En somme, le point commun des différentes économies présentées jusqu’à présent dans cette série est qu’elles désignent une certaine harmonie qui s’installe entre un absolu directeur et ses manifestations ou aspects pratiques, entre le récit et ses effets rhétoriques, entre la Providence et la nature ou entre le Père, le Fils et le Saint-Esprit. Comme Deneault le démontre, ce lien entre deux éléments co-dépendants, voire consubstantiels, se voit aliéné par l’économie de l’économisme à des fins artificielles. Par exemple, dans l’économie esthétique, Deneault montre comment la monnaie fut, à partir de la fin du 19e siècle, mais surtout au 20e siècle, employée comme métaphore dans le cinéma et la littérature afin de représenter une époque de mouvements frénétiques autour d’un absolu moribond. Prenant pour point de départ l’analyse par Jacques Derrida du terme, Deneault analyse aussi la façon dont l’économie finit par se réduire à un régime métaphorique fécond, mais insaisissable, qui ne peut s’appuyer sur nul sens nominal pur. Chez Derrida, la métaphore s’intègre à un réseau qui renvoie sans cesse à des images qui n’ont jamais de référent final. Cette façon de contester ce lien archétypal entre l’absolu — travesti en quête d’authenticité et d’individuation par la modernité — et ses manifestations traverse la philosophie contemporaine.

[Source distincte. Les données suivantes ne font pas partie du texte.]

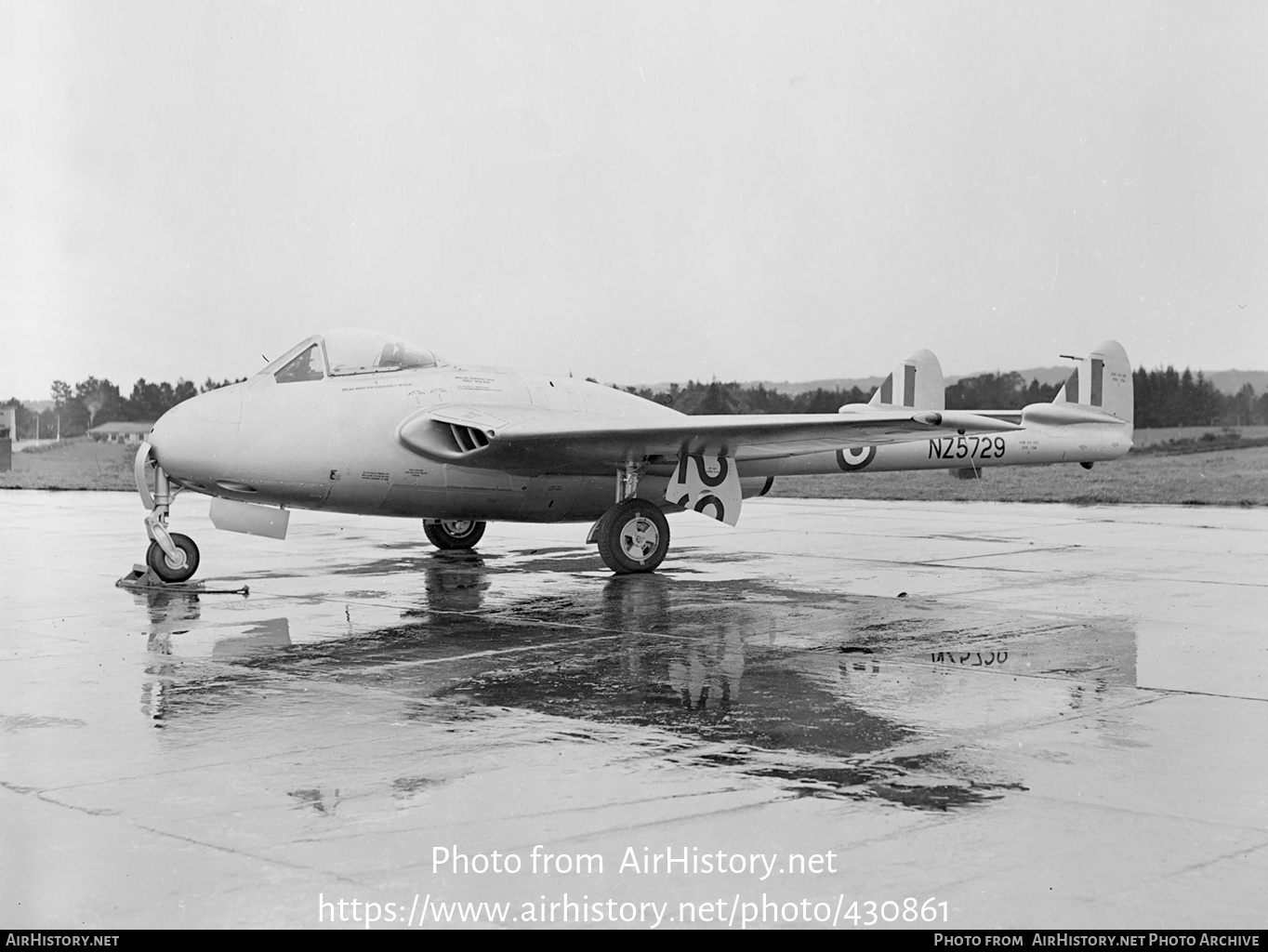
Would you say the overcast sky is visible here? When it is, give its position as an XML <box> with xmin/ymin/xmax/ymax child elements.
<box><xmin>0</xmin><ymin>0</ymin><xmax>1268</xmax><ymax>398</ymax></box>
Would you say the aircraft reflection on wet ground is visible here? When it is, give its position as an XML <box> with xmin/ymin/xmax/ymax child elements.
<box><xmin>9</xmin><ymin>493</ymin><xmax>1268</xmax><ymax>928</ymax></box>
<box><xmin>135</xmin><ymin>548</ymin><xmax>1135</xmax><ymax>809</ymax></box>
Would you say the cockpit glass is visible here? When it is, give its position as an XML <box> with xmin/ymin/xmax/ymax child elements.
<box><xmin>274</xmin><ymin>344</ymin><xmax>324</xmax><ymax>383</ymax></box>
<box><xmin>322</xmin><ymin>328</ymin><xmax>439</xmax><ymax>377</ymax></box>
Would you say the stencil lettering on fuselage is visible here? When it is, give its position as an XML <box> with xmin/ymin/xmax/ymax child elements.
<box><xmin>665</xmin><ymin>453</ymin><xmax>741</xmax><ymax>526</ymax></box>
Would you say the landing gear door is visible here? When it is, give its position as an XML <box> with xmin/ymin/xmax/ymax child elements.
<box><xmin>665</xmin><ymin>453</ymin><xmax>742</xmax><ymax>526</ymax></box>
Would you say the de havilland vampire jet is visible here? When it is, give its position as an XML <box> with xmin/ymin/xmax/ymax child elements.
<box><xmin>136</xmin><ymin>330</ymin><xmax>1131</xmax><ymax>582</ymax></box>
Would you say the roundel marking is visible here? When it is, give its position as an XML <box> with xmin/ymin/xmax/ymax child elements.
<box><xmin>837</xmin><ymin>446</ymin><xmax>877</xmax><ymax>473</ymax></box>
<box><xmin>691</xmin><ymin>454</ymin><xmax>731</xmax><ymax>489</ymax></box>
<box><xmin>693</xmin><ymin>496</ymin><xmax>727</xmax><ymax>522</ymax></box>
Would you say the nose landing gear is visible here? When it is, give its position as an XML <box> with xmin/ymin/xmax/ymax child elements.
<box><xmin>133</xmin><ymin>443</ymin><xmax>198</xmax><ymax>583</ymax></box>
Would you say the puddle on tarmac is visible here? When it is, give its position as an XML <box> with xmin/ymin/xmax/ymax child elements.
<box><xmin>131</xmin><ymin>562</ymin><xmax>1135</xmax><ymax>812</ymax></box>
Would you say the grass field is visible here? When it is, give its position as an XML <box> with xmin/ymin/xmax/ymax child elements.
<box><xmin>0</xmin><ymin>439</ymin><xmax>1268</xmax><ymax>506</ymax></box>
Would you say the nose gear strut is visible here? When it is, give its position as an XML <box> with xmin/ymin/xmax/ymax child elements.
<box><xmin>133</xmin><ymin>443</ymin><xmax>198</xmax><ymax>582</ymax></box>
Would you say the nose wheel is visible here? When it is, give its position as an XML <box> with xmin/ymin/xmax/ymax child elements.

En lisant ces trois premiers pamphlets, on peut tirer une conclusion similaire à propos de l’économie. Ce terme, qui aujourd’hui renvoie au marché et à la logique marchande, signifie également un certain rapport entre un ensemble d’abstractions régulatrices — le lecteur avisé sentira ici une main invisible lui gratter la tête — et ses manifestations physiques. Qu’on ne regarde que les ports de Montréal, de Singapore, de Hong-Kong et de Rotterdam, les canaux de Panama et de Suez ou encore l’étendue mondiale de chaînes comme McDonald, Facebook et Total ; on ne peut qu’être fasciné par la grandeur — et la misère — de ces mouvements colossaux de capitaux, de marchandises et de main-d’œuvre. Or, ces phénomènes renvoient aussi à une certaine compréhension qu’une logique supérieure régie l’amalgame, que ces mastodontes de fer qui sillonnent les océans se dirigent vers une destination pour une raison bien précise qu’indique une quelconque loi, que ces mouvements qui raflent le monde dans une poursuite de progrès aveugle sont inévitables, et que l’on ne fait que mitiger la conséquence inévitable de ces lois en les empêchant de dévorer des écosystèmes et de réduire des populations à l’indigence. Ce faisant, on suit, pour reprendre les mots de Quesnay cités par Deneault, les « vérités immuables de l’ordre physiques » (Deneault [1], 59). Ces lois ne peuvent être domptées que par ces sombres exégètes de la science économique et les alchimistes de l’entrepreneuriat. Or, c’est ce retournement des manifestations matérielles du fait capitaliste mondialisé vers des lois économiques et la validité de ces dernières que remet également en question Deneault. À cette fin, il souligne les façons dont les langages de la foi, de l’esthétique et du naturalisme ont été instrumentalisés afin de justifier et de soutenir cette impression de dépendance envers l’absolu économique. En lisant cette série d’ouvrages, le lecteur se voit ainsi muni de moyens pour remettre en question son rapport à l’économie ainsi que, plus généralement, la façon dont il organise son rapport à son environnement.

(1) Deneault, Alain. 2019. L’économie de la nature. Montréal : Lux. (2) Deneault, Alain. 2020. L’économie de la foi. Montréal : Lux. (3) Deneault, Alain. 2020. L’économie esthétique. Montréal : Lux.